Methods and Results— Human umbilical vein endothelial cells (HUVECs) were infected with CMV and coincubated with fluvastatin at 0.1 and 0.2 µmol/L. Fluvastatin inhibited (P<0.001) CMV antigen expression, and this effect was dose related (P<0.001). Quantitative polymerase chain reaction showed that CMV DNA concentration was consistently lower in supernatants from fluvastatin-treated cells than in infected controls, and viral particle concentration was up to 30 times lower in 0.2 µmol/L fluvastatin-treated cells than in infected controls (10.5±0.9 versus 0.34±0.03 per 10³ pfu/mL, P<0.001). Addition of mevalonate to treated cultures almost completely abolished fluvastatin inhibition of viral growth.
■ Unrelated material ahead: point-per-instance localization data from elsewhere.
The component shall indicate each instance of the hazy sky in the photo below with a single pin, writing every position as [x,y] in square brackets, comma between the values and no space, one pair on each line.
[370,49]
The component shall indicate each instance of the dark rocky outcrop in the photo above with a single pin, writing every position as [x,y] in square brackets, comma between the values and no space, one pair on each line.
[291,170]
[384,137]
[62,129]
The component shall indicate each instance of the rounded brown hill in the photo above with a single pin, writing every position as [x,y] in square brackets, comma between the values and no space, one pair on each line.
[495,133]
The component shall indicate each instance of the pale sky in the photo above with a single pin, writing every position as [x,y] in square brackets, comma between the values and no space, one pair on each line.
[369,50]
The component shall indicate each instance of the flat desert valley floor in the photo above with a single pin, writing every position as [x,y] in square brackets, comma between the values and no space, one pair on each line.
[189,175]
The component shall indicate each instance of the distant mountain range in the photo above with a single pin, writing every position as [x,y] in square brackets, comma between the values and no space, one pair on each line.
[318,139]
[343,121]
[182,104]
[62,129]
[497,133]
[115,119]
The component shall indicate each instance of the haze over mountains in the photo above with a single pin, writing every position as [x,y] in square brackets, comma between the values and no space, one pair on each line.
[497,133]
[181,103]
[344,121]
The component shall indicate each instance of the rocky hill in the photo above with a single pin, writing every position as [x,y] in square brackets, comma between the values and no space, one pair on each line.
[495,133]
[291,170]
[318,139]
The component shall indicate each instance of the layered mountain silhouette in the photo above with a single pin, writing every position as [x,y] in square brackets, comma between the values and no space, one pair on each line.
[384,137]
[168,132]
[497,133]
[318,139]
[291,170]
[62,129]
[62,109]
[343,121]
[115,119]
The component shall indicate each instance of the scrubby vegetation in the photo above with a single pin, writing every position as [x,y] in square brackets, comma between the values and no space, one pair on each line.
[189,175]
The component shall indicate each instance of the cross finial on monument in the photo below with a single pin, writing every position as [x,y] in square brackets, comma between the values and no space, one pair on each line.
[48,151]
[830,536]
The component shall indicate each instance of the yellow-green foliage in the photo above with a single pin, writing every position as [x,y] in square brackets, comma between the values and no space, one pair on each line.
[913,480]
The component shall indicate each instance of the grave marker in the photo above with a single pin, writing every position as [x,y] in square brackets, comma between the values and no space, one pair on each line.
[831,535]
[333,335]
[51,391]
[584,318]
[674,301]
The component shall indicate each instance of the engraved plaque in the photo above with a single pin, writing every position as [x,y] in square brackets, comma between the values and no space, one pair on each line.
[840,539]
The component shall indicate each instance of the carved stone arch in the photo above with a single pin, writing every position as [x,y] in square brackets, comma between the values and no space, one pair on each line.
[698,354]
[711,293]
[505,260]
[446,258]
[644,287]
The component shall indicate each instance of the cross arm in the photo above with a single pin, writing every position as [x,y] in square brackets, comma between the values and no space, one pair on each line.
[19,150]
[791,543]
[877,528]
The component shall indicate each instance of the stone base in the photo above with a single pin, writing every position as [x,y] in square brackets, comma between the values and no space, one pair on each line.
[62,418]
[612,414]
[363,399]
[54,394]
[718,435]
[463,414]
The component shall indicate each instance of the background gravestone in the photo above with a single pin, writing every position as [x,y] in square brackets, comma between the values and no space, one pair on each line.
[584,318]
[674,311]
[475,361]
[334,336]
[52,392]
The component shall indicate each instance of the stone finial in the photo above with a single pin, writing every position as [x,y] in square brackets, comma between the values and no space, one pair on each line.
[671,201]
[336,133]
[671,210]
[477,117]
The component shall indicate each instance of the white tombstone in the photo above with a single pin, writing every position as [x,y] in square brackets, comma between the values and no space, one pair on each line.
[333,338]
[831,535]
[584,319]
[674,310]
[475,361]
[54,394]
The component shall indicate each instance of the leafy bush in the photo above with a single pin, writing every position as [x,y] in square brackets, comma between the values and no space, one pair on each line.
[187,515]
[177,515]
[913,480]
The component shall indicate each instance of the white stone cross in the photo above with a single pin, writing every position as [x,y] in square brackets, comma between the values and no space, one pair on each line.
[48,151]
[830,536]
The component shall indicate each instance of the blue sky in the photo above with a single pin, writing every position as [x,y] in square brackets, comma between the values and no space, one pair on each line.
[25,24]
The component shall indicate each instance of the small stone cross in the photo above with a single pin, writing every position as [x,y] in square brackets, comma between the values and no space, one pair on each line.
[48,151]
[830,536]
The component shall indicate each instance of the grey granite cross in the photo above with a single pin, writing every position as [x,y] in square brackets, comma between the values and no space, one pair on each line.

Electrophoretic mobility shift assay showed that fluvastatin reduced nuclear factor-B binding activity in CMV-infected cells.

Conclusions— HMG-CoA inhibition by fluvastatin restrains CMV replication in HUVECs by inhibiting viral antigen expression, DNA synthesis, and viral particle production, conceivably by involving a reduction of nuclear factor-B binding activity.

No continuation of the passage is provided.